Michal Teague, Design Studies lecturer at RMIT Hanoi City campus, will moderate the discussion. 


Authored Book Chapter
"Making Social Art in Youngstown." In Car Bombs to Cookie Tables: The Youngstown Anthology, edited by Jacqueline Marino. Second Edition. Cleveland: Belt Publishing, 2020.

Editor Jacqueline Marino included Jennifer’s essay “Making Social Art in Youngstown” and an image of Pittsburgh to Flint, 2019.


Symposium Speaker at Sensing Style: Today's Global Subcultures
"Performing Imaginary Life"
Organizers: Leiden University Centre for the Arts in Society (LUCAS) in collaboration with West
Leiden + Den Haag, The Netherlands
December 11, 2020

The symposium addressed the state-of-the-art debates on style and subcultures within the globalized, virialized, and mediatized popular culture of the 21st.


Common Ground: Artists Reimaging Community
Curated by Jennifer Vanderpool
November 23, 2020-March 19, 2021
The William Rolland Gallery of Fine of Art
California Lutheran University
Thousand Oaks, California

Inspired by mutual aid societies that assist community members in need and employing this as a curatorial strategy, Jennifer invited ten artists to exhibit who, in turn, each invited an artist who then each asked an artist to participate, and the project continues to grow like a web, as invited artists are inevitably connected to other exhibiting artists. The work included in Common Ground engages, investigates, and questions the concepts of what “community” was and how we, as a communal society engaged in civil contestation, can reimagine what it can be by addressing the sociopolitical and economic ruptures laid bare by COVID-19 and the BLM movement.

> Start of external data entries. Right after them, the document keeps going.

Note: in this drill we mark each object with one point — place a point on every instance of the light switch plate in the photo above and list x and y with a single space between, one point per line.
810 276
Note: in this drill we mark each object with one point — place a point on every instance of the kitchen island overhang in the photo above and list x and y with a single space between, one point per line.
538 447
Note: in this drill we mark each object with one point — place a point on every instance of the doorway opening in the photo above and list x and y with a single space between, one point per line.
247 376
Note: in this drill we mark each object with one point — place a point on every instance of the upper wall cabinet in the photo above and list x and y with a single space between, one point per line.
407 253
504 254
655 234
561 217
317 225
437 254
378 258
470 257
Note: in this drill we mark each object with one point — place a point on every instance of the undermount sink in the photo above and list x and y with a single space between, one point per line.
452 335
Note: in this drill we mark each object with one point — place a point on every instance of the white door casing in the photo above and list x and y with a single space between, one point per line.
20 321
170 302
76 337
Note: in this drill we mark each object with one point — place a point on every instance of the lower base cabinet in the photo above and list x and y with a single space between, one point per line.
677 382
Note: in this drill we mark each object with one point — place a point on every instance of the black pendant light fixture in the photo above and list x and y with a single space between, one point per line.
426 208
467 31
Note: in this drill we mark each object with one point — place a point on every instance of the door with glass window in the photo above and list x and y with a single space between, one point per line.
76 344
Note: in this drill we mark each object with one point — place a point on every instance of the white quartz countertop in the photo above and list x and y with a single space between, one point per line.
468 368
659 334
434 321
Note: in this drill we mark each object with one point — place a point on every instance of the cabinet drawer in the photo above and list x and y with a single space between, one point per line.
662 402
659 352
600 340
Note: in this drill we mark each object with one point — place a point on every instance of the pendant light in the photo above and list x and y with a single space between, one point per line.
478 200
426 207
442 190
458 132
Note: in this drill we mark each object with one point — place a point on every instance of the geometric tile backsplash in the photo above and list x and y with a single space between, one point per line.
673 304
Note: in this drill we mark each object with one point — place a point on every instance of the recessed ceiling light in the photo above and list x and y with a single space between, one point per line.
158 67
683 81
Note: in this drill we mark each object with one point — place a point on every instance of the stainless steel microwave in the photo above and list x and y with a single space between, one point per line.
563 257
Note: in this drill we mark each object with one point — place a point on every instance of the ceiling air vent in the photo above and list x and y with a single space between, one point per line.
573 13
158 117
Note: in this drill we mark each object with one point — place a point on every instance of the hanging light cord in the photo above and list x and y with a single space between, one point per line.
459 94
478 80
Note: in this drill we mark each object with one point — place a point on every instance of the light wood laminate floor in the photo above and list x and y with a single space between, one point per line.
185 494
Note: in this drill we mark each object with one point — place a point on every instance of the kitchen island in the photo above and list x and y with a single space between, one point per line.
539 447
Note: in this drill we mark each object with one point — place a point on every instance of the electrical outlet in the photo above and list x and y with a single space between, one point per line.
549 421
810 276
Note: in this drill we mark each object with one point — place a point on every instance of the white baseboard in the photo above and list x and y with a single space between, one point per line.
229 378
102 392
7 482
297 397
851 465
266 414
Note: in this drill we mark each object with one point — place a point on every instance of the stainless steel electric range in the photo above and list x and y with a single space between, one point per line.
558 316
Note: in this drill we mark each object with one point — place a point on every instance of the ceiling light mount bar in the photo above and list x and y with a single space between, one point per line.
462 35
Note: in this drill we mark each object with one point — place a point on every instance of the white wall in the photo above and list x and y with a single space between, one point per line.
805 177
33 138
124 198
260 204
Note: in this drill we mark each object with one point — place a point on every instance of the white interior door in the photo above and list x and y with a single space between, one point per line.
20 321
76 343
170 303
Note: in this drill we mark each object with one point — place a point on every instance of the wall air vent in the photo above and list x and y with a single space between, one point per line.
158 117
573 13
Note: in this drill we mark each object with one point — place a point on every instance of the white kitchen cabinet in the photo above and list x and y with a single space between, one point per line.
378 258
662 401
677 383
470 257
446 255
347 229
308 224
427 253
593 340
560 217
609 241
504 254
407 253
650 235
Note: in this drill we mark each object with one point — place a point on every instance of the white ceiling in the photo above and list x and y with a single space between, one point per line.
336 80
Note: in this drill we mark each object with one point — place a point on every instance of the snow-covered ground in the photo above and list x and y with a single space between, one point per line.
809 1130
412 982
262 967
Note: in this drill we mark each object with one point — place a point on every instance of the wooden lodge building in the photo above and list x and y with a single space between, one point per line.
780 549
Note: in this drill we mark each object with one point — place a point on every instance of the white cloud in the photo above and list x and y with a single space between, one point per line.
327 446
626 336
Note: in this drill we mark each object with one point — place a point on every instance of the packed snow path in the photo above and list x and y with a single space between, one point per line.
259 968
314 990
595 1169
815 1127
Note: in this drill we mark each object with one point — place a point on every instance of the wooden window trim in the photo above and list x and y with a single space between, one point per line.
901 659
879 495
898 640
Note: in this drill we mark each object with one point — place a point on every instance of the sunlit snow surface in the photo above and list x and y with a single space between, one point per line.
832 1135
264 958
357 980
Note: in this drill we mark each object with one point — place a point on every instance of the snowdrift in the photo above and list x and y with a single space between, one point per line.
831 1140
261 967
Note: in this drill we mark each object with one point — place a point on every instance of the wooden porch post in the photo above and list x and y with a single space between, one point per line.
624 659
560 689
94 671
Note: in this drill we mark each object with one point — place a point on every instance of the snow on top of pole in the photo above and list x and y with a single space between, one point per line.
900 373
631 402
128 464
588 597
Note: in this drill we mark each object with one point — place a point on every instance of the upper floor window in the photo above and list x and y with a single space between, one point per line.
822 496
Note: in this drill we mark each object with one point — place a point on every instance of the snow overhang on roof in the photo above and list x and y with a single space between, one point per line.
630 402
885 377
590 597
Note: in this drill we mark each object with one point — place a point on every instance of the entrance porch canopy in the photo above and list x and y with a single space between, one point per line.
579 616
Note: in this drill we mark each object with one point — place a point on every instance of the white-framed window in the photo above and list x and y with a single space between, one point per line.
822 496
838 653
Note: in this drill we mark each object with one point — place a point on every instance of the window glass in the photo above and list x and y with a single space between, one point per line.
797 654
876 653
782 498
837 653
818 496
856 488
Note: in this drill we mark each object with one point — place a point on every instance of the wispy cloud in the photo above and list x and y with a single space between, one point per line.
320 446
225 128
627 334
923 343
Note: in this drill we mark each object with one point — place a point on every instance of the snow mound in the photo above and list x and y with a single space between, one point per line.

You, Me, and They Portraying Us
Curated by Jennifer Vanderpool
October 25-November 26, 2020
José Drudis-Biada Art Gallery
Mount St. Mary's University Los Angeles
Los Angeles, California

Jennifer integrated the participatory strategies of social practice art to organize communities in debate and collaboration with modes of curatorial activism approaches that challenge the assumptions and erasures of voices in hegemonic narratives to develop this exhibition. In this exhibition, artists included portray their multifaceted identities, sometimes interwoven with their psychological struggles and further complicated by public perceptions of who they are, should be, or could be. Working across the mediums of painting, social media, performance, sculpture, papermaking, and crafting, their work questions portraiture constructs as a restricted intellectual idea and mode of portrayal.